Max

Máximo Estrella lo tuvo todo, una mujer a la que quería, una vida por delante para compartir, sueños que se iban haciendo realidad conforme pasaban los días, la ilusión llenando su alma. La cuestión planteada se topó con el esperpento en el que se vió envuelto, el esperpento con el que no contaba. Puede que fuera el destino, puede que fuera un sueño mal concebido, la gitana que le dijo un día -"Estás condenado"-.....o simplemente, que hay personas a las que se les niega ser felices más de un determinado tiempo.
La cuestión es que cuando volvió al lugar donde él se sentía más a gusto, siempre fuera de su hábitat, cuando trazaba las líneas de una historia totalmente diferente a lo que le esperaba, la realidad se le presentó de la manera más cruel...No pasarás de aquí...y los rostros desfigurados del callejón del Gato fueron la señal de que no pertenecía al mundo de los que se pueden permitir un sueño y realizarlo: amar y ser amado.
Y no hay Latinos de Hispalis, Gays Peregrinos o Ruben Darío que los conforme, porque no los conoce, no los entiende, o no los soporta.
Así que no queda nada que rascar, sólamente una existencia vacía e inerte, sin ilusiones ni metas, vegetar sin vivir, dejar pasar el tiempo, jugar con la parca día tras día, aparcar la avioneta en la que volaba.
Sus palabras son increíbles, sus misivas inaceptables, su corazón desparramado por el suelo. Sólo falta que llueva y se diluyan estos pensamientos...perecer y ser pasto de las vacas.

2 Response to "Max"

  1. Espectacular y sobrecogedor relato...

    Tu relato me ha recordado un cuento de Benedetti titulado El otro yo que dice así:
    Se trataba de un muchacho corriente: en los pantalones se le formaban rodilleras, leía historietas, hacía ruido cuando comía, se metía los dedos a la naríz, roncaba en la siesta, se llamaba Armando Corriente en todo menos en una cosa: tenía Otro Yo.

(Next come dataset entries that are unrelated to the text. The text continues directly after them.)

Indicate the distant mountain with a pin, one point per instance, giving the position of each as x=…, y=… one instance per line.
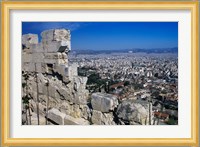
x=138, y=50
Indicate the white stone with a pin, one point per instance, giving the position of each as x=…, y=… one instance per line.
x=69, y=120
x=56, y=116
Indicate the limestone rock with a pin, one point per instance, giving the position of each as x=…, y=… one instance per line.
x=132, y=112
x=99, y=118
x=56, y=116
x=29, y=39
x=56, y=40
x=103, y=102
x=69, y=120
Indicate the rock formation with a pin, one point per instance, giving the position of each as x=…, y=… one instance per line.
x=53, y=93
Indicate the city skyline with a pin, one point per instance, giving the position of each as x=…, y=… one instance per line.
x=112, y=35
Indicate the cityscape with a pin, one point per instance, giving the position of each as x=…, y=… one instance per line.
x=100, y=73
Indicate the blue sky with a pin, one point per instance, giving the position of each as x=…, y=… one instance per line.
x=112, y=35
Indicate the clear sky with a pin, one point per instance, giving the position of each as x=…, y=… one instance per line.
x=112, y=35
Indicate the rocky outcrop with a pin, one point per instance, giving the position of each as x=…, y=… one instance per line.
x=58, y=94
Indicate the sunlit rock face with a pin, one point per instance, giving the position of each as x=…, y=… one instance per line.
x=53, y=84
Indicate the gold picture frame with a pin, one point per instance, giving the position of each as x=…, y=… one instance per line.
x=5, y=65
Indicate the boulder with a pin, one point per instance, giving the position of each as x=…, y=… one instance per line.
x=69, y=120
x=103, y=102
x=132, y=112
x=99, y=118
x=56, y=40
x=29, y=39
x=56, y=116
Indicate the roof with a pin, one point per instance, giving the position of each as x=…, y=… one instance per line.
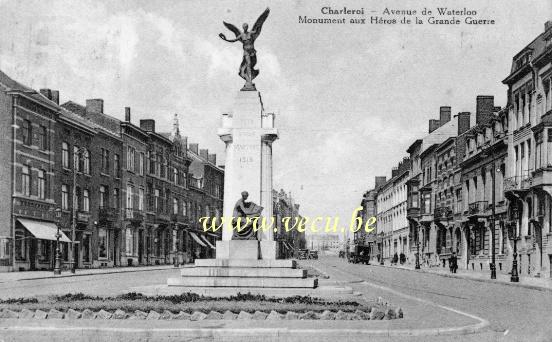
x=10, y=85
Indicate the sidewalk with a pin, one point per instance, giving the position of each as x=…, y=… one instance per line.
x=30, y=275
x=543, y=284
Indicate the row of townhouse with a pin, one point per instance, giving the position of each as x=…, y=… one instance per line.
x=121, y=194
x=479, y=185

    El Otro Yo usaba cierta poesía en la mirada, se enamoraba de las actrices, mentía cautelosamente, se emocionaba en los atardeceres. Al muchacho le preocupaba mucho su Otro Yo y le hacía sentirse imcómodo frente a sus amigos. Por otra parte el Otro Yo era melancólico, y debido a ello, Armando no podía ser tan vulgar como era su deseo.
    Una tarde Armando llegó cansado del trabajo, se quitó los zapatos, movió lentamente los dedos de los pies y encendió la radio. En la radio estaba Mozart, pero el muchacho se durmió. Cuando despertó el Otro Yo lloraba con desconsuelo. En el primer momento, el muchacho no supo qué hacer, pero después se rehizo e insultó concienzudamente al Otro Yo. Este no dijo nada, pero a la mañama siguiente se había suicidado.

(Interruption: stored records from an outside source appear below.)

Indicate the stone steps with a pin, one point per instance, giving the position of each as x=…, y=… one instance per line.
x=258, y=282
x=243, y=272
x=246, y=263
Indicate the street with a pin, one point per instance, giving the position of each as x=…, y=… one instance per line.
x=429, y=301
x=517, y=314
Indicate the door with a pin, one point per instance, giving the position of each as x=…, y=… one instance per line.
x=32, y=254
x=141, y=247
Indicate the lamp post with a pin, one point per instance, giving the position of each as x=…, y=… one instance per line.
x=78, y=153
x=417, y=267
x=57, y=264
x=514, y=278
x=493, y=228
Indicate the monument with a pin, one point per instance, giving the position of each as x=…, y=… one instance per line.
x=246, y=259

    Al principio la muerte del Otro Yo fue un rudo golpe para el pobre Armando, pero enseguida pensó que ahora sí podría ser enteramente vulgar. Ese pensamiento lo reconfortó.
    Sólo llevaba cinco días de luto, cuando salió a la calle con el propósito de lucir su nueva y completa vulgaridad. Desde lejos vio que se acercaban sus amigos. Eso le llenó de felicidad e inmediatamente estalló en risotadas.

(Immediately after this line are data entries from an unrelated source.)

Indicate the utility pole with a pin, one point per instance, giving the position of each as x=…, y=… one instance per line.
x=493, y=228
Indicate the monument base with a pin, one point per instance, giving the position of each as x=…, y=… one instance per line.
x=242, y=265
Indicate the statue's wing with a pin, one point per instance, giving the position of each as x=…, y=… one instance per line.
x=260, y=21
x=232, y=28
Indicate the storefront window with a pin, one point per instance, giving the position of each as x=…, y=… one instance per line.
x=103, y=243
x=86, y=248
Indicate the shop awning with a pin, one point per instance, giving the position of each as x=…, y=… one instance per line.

    Sin embargo, cuando pasaron junto a él, ellos no notaron su presencia. Para peor de males, el muchacho alcanzó a escuchar que comentaban: «Pobre Armando. Y pensar que parecía tan fuerte y saludable».
    El muchacho no tuvo más remedio que dejar de reír y, al mismo tiempo, sintió a la altura del esternón un ahogo que se parecía bastante a la nostalgia. Pero no pudo sentir auténtica melancolía, porque toda la melancolía se la había llevado el Otro Yo.